The mammalian brain is a complex organ with billions of heterogeneous cells whose local and long-range functional connections regulate behavior and physiology. Traditional in vivo approaches for mapping functional brain anatomy and molecular changes are largely invasive, non-molecular, and implemented on anesthetized or immobilized animals. To overcome these limitations, we developed imaging methodologies that enable non-invasive, dynamic, quantitative, high-resolution, molecular, whole-brain assessments of cell type-specific functional anatomy in freely-moving animals. We have used these to map discrete behavioral profiles to whole-brain functional anatomy elicited in response to transient manipulation of direct and indirect pathways of the nucleus accumbens shell in rats (Michaelides et al 2013, J Clin Invest).

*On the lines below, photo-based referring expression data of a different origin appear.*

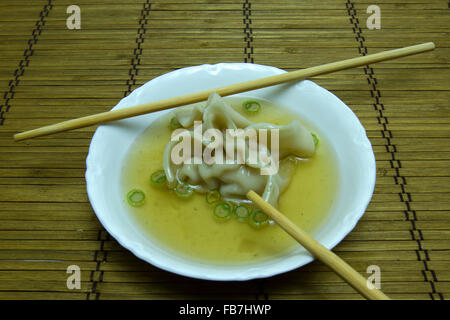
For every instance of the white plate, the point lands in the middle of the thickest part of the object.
(356, 164)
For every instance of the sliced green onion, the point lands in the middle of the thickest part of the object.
(174, 124)
(316, 139)
(223, 210)
(251, 106)
(136, 198)
(241, 213)
(213, 196)
(258, 219)
(183, 190)
(158, 178)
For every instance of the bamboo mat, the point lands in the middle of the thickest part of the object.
(49, 73)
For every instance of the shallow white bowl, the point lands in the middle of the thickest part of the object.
(319, 107)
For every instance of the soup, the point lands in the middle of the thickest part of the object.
(188, 227)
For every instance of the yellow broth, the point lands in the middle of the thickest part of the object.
(188, 227)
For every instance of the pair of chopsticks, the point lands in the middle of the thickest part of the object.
(356, 280)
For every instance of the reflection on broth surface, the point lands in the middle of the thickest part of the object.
(187, 226)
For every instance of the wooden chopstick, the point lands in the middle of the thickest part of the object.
(345, 271)
(149, 107)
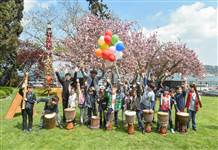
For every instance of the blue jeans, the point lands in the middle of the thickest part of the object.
(192, 116)
(139, 114)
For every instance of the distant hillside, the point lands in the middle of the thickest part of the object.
(211, 69)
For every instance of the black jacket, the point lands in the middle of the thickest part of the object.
(49, 107)
(31, 99)
(65, 84)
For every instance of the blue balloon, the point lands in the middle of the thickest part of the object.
(120, 47)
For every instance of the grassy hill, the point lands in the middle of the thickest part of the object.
(84, 138)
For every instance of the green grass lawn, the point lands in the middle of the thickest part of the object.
(82, 137)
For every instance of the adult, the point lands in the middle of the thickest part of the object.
(66, 83)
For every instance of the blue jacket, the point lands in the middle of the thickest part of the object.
(180, 100)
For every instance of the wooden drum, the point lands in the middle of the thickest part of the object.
(70, 114)
(49, 121)
(95, 122)
(183, 119)
(163, 118)
(130, 117)
(148, 118)
(110, 122)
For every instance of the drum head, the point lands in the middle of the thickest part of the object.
(49, 116)
(163, 113)
(130, 113)
(148, 111)
(95, 117)
(69, 109)
(182, 114)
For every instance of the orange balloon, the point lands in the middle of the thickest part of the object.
(98, 52)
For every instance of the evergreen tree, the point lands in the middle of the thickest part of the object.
(10, 29)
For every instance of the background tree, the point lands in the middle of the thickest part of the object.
(99, 9)
(141, 53)
(10, 29)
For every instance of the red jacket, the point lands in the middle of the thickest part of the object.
(189, 100)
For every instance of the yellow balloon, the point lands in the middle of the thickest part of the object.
(100, 42)
(104, 46)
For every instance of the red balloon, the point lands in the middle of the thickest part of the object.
(107, 39)
(49, 79)
(111, 57)
(109, 33)
(106, 54)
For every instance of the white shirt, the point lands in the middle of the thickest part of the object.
(147, 98)
(72, 101)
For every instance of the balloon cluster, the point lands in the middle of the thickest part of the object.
(110, 47)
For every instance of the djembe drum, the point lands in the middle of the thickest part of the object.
(70, 114)
(130, 117)
(110, 126)
(183, 119)
(49, 121)
(148, 118)
(163, 119)
(95, 122)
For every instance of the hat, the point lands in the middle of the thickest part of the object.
(166, 88)
(67, 74)
(55, 98)
(94, 71)
(102, 87)
(30, 85)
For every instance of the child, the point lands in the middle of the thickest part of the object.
(81, 104)
(103, 99)
(91, 98)
(111, 105)
(51, 106)
(72, 101)
(192, 104)
(148, 98)
(28, 110)
(180, 102)
(118, 95)
(166, 102)
(133, 104)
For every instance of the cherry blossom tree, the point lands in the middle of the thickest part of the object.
(141, 53)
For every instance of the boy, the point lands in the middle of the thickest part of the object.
(147, 102)
(192, 104)
(66, 82)
(103, 99)
(82, 103)
(166, 103)
(27, 112)
(180, 102)
(51, 106)
(91, 98)
(118, 95)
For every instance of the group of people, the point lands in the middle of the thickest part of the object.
(95, 95)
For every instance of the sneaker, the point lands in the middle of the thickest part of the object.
(143, 131)
(172, 131)
(30, 129)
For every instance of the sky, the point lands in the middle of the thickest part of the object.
(187, 21)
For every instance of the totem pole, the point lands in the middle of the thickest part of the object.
(48, 61)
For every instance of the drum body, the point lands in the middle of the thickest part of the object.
(130, 116)
(148, 118)
(163, 118)
(70, 114)
(49, 121)
(110, 122)
(95, 122)
(148, 115)
(183, 119)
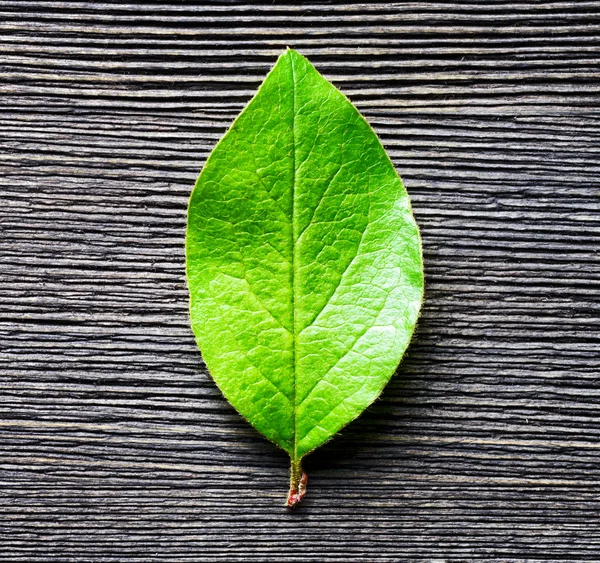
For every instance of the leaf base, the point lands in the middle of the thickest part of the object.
(298, 479)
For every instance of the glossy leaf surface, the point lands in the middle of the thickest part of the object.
(303, 261)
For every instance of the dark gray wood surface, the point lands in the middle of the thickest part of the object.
(115, 445)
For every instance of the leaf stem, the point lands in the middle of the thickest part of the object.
(298, 480)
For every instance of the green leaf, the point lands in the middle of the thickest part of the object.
(303, 261)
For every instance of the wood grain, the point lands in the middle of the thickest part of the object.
(115, 444)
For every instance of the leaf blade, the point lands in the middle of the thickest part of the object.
(303, 210)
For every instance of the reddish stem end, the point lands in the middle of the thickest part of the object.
(297, 491)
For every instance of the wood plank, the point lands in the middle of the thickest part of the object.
(116, 445)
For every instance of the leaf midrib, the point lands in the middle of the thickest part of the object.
(293, 242)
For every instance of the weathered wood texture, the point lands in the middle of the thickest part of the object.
(115, 444)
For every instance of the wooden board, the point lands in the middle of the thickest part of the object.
(115, 446)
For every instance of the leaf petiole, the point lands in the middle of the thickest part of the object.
(298, 480)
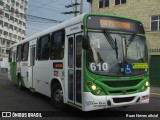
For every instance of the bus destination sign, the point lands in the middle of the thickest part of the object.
(114, 24)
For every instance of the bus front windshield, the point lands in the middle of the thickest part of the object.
(109, 53)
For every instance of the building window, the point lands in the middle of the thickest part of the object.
(43, 47)
(155, 23)
(103, 3)
(57, 45)
(118, 2)
(0, 31)
(25, 50)
(5, 33)
(19, 53)
(11, 27)
(12, 18)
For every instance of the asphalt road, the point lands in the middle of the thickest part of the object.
(13, 99)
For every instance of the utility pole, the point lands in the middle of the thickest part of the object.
(75, 11)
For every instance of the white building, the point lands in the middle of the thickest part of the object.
(12, 23)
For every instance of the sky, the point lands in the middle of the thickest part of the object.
(49, 9)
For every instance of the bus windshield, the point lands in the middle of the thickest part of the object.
(109, 53)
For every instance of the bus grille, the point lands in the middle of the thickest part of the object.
(120, 100)
(122, 83)
(120, 91)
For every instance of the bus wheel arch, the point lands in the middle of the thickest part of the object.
(57, 97)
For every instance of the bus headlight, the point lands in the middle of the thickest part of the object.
(95, 89)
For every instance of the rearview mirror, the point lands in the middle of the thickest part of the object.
(85, 42)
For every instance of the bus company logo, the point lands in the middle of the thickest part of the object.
(124, 91)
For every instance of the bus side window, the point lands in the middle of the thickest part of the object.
(19, 53)
(10, 56)
(25, 50)
(57, 45)
(43, 47)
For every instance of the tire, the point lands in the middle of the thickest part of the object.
(57, 97)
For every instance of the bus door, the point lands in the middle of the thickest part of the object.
(75, 69)
(31, 65)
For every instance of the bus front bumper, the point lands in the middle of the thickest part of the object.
(93, 102)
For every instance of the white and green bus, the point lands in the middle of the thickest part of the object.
(91, 62)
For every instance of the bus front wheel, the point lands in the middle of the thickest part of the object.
(57, 96)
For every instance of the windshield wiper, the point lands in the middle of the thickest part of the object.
(112, 43)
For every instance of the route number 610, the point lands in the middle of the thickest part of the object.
(99, 67)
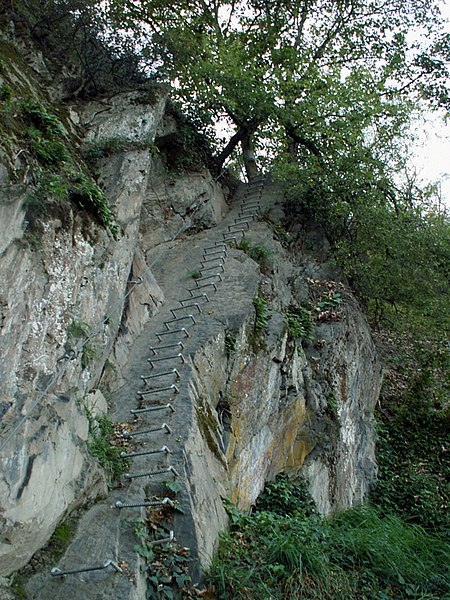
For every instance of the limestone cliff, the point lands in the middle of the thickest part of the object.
(270, 368)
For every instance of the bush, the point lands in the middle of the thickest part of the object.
(288, 552)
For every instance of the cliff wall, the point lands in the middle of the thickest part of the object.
(273, 370)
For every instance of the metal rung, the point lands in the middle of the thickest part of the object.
(227, 233)
(138, 411)
(166, 346)
(163, 450)
(245, 219)
(229, 240)
(238, 225)
(157, 390)
(163, 502)
(56, 572)
(221, 251)
(194, 305)
(153, 359)
(166, 323)
(211, 268)
(183, 329)
(211, 277)
(233, 236)
(171, 372)
(215, 246)
(211, 259)
(204, 285)
(204, 296)
(169, 469)
(163, 541)
(164, 426)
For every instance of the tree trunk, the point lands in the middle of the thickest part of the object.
(248, 154)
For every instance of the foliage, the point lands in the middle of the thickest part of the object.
(74, 32)
(58, 176)
(300, 323)
(261, 315)
(86, 193)
(412, 449)
(101, 148)
(288, 551)
(167, 564)
(77, 332)
(101, 434)
(319, 73)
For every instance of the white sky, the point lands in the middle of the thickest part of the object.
(431, 154)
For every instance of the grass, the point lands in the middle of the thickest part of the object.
(281, 554)
(300, 323)
(101, 434)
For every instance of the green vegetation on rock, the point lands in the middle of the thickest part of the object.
(284, 550)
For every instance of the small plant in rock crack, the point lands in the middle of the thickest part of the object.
(167, 563)
(331, 301)
(260, 324)
(261, 314)
(300, 323)
(230, 344)
(100, 444)
(327, 307)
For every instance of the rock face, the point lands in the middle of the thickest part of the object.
(254, 393)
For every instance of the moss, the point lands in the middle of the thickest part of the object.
(207, 425)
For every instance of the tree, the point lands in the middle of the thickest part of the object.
(309, 71)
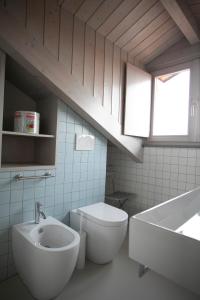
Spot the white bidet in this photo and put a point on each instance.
(45, 255)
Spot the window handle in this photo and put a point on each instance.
(193, 109)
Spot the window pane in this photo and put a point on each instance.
(171, 104)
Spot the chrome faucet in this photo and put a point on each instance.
(38, 212)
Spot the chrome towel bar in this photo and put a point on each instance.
(19, 177)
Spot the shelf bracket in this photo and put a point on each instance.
(46, 175)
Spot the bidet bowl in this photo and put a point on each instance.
(45, 255)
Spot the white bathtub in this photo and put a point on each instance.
(166, 238)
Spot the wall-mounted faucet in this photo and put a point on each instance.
(38, 212)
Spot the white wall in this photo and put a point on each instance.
(166, 172)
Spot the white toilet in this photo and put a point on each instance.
(106, 228)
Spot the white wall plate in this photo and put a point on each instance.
(85, 142)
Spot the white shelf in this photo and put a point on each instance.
(27, 134)
(28, 166)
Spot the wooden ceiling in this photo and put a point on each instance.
(143, 28)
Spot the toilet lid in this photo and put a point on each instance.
(104, 214)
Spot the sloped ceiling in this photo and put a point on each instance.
(143, 28)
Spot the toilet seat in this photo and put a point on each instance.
(104, 214)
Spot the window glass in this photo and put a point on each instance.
(171, 104)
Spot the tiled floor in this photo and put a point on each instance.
(115, 281)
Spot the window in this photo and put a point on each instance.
(175, 112)
(171, 104)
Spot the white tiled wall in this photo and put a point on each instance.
(164, 173)
(79, 180)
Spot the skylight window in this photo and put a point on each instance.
(171, 104)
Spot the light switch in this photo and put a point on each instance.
(85, 142)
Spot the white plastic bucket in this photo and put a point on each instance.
(27, 122)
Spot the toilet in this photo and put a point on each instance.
(106, 228)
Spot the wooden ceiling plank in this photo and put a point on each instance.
(182, 16)
(161, 40)
(147, 31)
(102, 13)
(72, 5)
(141, 24)
(130, 19)
(163, 47)
(87, 9)
(117, 16)
(165, 27)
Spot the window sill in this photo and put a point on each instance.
(171, 144)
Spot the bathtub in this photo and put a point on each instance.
(166, 239)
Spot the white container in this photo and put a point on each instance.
(27, 122)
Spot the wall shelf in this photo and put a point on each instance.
(19, 150)
(27, 134)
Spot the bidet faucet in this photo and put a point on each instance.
(38, 212)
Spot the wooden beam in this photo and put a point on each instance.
(2, 84)
(182, 16)
(19, 44)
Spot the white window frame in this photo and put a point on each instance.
(194, 106)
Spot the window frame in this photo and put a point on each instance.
(193, 111)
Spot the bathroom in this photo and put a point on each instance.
(94, 159)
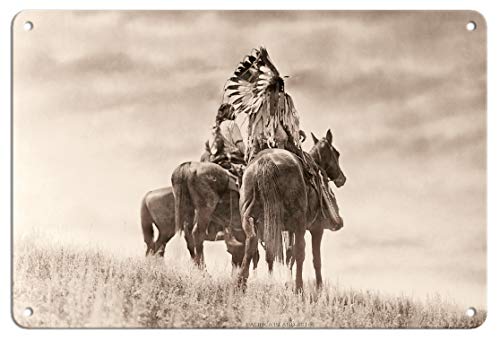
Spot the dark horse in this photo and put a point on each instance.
(276, 197)
(157, 208)
(207, 202)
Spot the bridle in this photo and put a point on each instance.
(328, 164)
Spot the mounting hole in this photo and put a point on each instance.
(471, 26)
(28, 26)
(470, 312)
(27, 312)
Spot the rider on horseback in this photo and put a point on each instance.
(226, 145)
(257, 89)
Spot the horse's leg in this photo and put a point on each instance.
(250, 248)
(189, 239)
(256, 256)
(161, 242)
(316, 236)
(200, 231)
(290, 259)
(269, 260)
(300, 245)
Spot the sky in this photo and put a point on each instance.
(106, 104)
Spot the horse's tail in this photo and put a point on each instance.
(184, 209)
(267, 183)
(147, 225)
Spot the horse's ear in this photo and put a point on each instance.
(329, 136)
(315, 140)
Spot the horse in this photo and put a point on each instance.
(207, 202)
(275, 197)
(157, 208)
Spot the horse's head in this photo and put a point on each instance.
(327, 157)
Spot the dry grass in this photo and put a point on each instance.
(71, 287)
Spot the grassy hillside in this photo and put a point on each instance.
(73, 287)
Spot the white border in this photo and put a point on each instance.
(488, 9)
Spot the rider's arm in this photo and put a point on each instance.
(237, 138)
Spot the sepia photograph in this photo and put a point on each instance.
(249, 169)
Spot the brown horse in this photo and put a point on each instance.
(158, 208)
(207, 202)
(276, 197)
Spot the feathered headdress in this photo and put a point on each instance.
(253, 77)
(257, 89)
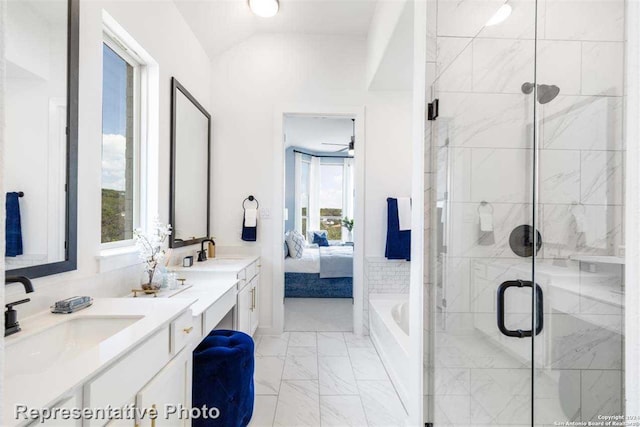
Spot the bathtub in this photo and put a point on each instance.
(389, 331)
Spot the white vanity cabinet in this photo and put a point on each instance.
(169, 393)
(148, 375)
(247, 308)
(254, 303)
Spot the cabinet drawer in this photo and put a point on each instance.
(120, 383)
(251, 272)
(182, 329)
(214, 314)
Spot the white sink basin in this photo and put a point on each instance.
(38, 352)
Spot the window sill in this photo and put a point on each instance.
(117, 258)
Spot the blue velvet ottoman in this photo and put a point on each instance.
(223, 378)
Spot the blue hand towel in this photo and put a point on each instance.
(13, 228)
(398, 242)
(249, 234)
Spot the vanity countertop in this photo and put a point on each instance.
(223, 264)
(206, 290)
(41, 383)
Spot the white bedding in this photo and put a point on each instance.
(309, 263)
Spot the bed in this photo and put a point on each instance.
(325, 272)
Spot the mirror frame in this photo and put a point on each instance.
(173, 242)
(71, 216)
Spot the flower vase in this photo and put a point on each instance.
(151, 280)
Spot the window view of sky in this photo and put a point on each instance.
(114, 120)
(331, 186)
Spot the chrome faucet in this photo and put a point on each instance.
(11, 325)
(202, 255)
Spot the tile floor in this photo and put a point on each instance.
(322, 379)
(318, 314)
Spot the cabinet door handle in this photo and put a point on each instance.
(155, 414)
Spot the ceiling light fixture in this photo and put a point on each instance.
(500, 15)
(264, 8)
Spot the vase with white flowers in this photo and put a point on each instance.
(152, 251)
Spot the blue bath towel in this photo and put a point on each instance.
(398, 242)
(249, 234)
(13, 228)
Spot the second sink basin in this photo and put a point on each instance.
(38, 352)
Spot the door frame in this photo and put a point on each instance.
(357, 112)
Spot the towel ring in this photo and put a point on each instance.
(251, 199)
(484, 204)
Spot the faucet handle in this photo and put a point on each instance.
(12, 304)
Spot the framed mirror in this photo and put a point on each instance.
(190, 168)
(41, 149)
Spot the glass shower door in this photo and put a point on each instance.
(480, 350)
(525, 325)
(578, 360)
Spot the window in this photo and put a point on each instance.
(331, 200)
(120, 143)
(304, 195)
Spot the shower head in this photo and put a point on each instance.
(545, 93)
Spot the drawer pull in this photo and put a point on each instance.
(155, 415)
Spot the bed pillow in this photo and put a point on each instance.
(295, 243)
(320, 239)
(310, 234)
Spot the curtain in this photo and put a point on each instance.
(300, 192)
(314, 195)
(348, 193)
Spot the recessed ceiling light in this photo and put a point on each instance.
(500, 15)
(264, 8)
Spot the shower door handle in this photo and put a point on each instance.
(520, 333)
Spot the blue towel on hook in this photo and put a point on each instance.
(13, 228)
(398, 242)
(249, 234)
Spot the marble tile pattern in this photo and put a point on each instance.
(482, 145)
(383, 276)
(322, 379)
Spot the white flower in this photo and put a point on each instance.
(151, 245)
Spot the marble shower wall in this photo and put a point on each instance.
(481, 146)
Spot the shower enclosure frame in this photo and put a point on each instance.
(539, 353)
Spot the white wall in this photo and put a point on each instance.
(248, 82)
(161, 30)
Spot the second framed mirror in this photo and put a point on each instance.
(190, 168)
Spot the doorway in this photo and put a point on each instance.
(319, 212)
(318, 283)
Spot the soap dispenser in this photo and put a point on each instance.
(212, 248)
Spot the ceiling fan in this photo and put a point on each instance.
(350, 147)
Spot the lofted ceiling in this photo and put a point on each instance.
(316, 133)
(221, 24)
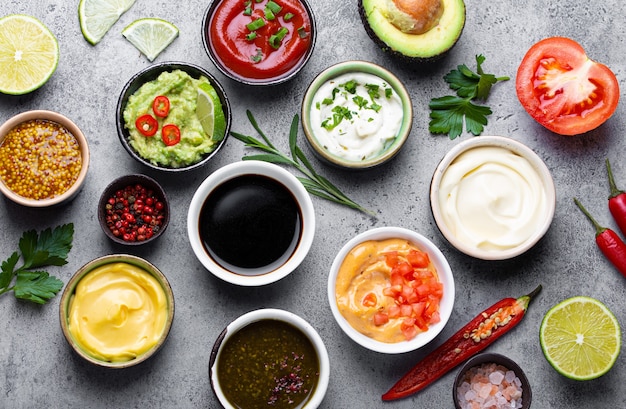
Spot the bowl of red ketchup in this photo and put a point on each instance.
(264, 42)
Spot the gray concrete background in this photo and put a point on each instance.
(37, 367)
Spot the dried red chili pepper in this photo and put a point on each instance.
(617, 201)
(479, 333)
(611, 245)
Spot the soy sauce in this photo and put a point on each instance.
(250, 222)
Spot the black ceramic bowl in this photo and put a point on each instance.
(151, 73)
(107, 210)
(492, 358)
(269, 79)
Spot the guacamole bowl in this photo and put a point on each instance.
(117, 311)
(173, 116)
(293, 369)
(53, 169)
(236, 40)
(380, 121)
(382, 309)
(133, 210)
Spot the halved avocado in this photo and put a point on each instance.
(377, 17)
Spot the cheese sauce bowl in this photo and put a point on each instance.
(366, 297)
(53, 169)
(492, 197)
(251, 223)
(373, 122)
(293, 370)
(117, 311)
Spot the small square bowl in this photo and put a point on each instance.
(376, 135)
(122, 201)
(374, 280)
(292, 52)
(11, 159)
(518, 381)
(149, 74)
(121, 320)
(306, 348)
(254, 209)
(492, 197)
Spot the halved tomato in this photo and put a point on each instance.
(563, 89)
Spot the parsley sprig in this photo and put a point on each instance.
(49, 248)
(313, 182)
(448, 113)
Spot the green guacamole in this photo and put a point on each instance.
(182, 91)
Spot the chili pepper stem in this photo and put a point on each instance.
(614, 190)
(596, 225)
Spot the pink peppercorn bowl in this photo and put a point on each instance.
(105, 217)
(493, 358)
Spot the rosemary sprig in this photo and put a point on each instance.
(312, 181)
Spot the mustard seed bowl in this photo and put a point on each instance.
(60, 145)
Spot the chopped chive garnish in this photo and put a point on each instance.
(276, 39)
(271, 5)
(255, 24)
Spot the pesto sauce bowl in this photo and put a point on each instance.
(151, 73)
(309, 340)
(69, 296)
(83, 147)
(340, 154)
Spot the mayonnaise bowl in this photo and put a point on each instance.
(117, 310)
(356, 115)
(492, 197)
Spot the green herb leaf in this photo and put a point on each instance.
(314, 183)
(49, 249)
(36, 286)
(450, 113)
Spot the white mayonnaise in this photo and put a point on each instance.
(367, 126)
(492, 198)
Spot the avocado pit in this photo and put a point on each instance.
(414, 16)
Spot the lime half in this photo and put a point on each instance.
(29, 54)
(210, 113)
(150, 35)
(581, 338)
(98, 16)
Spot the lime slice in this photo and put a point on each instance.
(210, 113)
(29, 54)
(580, 337)
(150, 35)
(98, 16)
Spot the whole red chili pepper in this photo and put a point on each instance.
(479, 333)
(617, 201)
(611, 245)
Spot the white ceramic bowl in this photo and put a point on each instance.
(68, 124)
(317, 396)
(356, 67)
(542, 175)
(445, 277)
(276, 270)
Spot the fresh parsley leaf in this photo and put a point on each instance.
(449, 114)
(36, 286)
(48, 248)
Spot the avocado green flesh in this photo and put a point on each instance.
(429, 45)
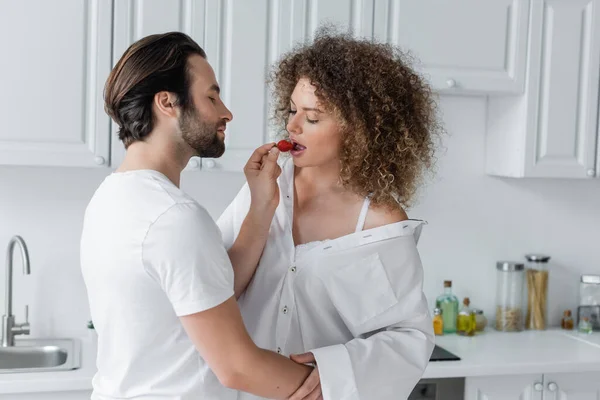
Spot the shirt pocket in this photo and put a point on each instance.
(360, 291)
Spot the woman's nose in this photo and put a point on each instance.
(292, 126)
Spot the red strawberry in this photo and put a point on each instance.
(284, 145)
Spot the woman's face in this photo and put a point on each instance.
(315, 133)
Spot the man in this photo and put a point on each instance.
(159, 280)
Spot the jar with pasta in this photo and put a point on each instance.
(537, 291)
(509, 296)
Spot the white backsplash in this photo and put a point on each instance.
(474, 220)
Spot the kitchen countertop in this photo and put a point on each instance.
(488, 354)
(510, 353)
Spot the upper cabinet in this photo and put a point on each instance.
(538, 61)
(466, 46)
(55, 60)
(552, 131)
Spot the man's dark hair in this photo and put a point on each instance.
(153, 64)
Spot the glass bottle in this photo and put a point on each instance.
(585, 325)
(438, 322)
(567, 321)
(466, 320)
(480, 320)
(448, 303)
(509, 296)
(537, 291)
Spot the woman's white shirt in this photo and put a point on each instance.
(355, 302)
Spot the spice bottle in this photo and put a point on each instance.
(567, 321)
(537, 291)
(438, 322)
(466, 320)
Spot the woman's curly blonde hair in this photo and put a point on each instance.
(387, 112)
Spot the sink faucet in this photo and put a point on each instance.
(9, 328)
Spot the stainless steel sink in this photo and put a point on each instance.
(40, 355)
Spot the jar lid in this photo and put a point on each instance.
(509, 266)
(594, 279)
(537, 258)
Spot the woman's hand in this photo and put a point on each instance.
(311, 388)
(262, 172)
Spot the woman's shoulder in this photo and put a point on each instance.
(380, 216)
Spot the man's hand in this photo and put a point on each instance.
(311, 388)
(262, 172)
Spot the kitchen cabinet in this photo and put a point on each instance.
(467, 46)
(537, 60)
(517, 387)
(55, 60)
(559, 386)
(552, 131)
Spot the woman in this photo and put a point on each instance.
(339, 275)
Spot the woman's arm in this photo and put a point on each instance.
(393, 337)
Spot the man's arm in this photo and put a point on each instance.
(262, 195)
(222, 340)
(248, 247)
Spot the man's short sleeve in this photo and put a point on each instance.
(184, 253)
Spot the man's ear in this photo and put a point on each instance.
(165, 103)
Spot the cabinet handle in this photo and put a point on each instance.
(210, 164)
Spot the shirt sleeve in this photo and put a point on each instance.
(183, 252)
(391, 349)
(230, 222)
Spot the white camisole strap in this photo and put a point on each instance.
(360, 224)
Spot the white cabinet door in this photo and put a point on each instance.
(552, 131)
(467, 46)
(55, 60)
(563, 108)
(135, 19)
(513, 387)
(574, 386)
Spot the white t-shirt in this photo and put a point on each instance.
(150, 254)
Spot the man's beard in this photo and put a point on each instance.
(201, 136)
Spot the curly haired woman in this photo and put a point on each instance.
(336, 274)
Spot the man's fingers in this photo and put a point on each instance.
(263, 162)
(315, 394)
(263, 150)
(270, 162)
(307, 387)
(303, 358)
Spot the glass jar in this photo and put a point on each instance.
(537, 291)
(480, 320)
(509, 296)
(589, 290)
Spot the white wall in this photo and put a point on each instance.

We have also coupled these imaging techniques to stress- and anxiety-related behavioral, physiological, and molecular measures, elicited upon transient prodynorphin neuron manipulations in a discrete amygdala nucleus in rats, in concert with relevant measures in humans, to identify translational circuits relevant to substance abuse and depression (Anderson et al 2013, J Clin Invest). More recently, we have extended the use of these imaging methodologies to mice, where we mapped anxiety- and depression-related behaviors to concurrent engagement of whole-brain functional anatomy driven by manipulations of serotonin dorsal raphe neurons. Finally, we have used these techniques to identify a novel metabolic-reward brain circuit interface, integrating appetitive drive, reward learning, and metabolism, and its relevance to obesity. Overall, these approaches fill a technological niche providing unbiased, direct, quantitative, molecular, and longitudinal information on whole-brain functional anatomy and molecular neurobiology and thus can be used as an important reverse-engineering research strategy to dissect cell type- and in vivo-specific neuronal networks associated with normal as well as pathologic behavior.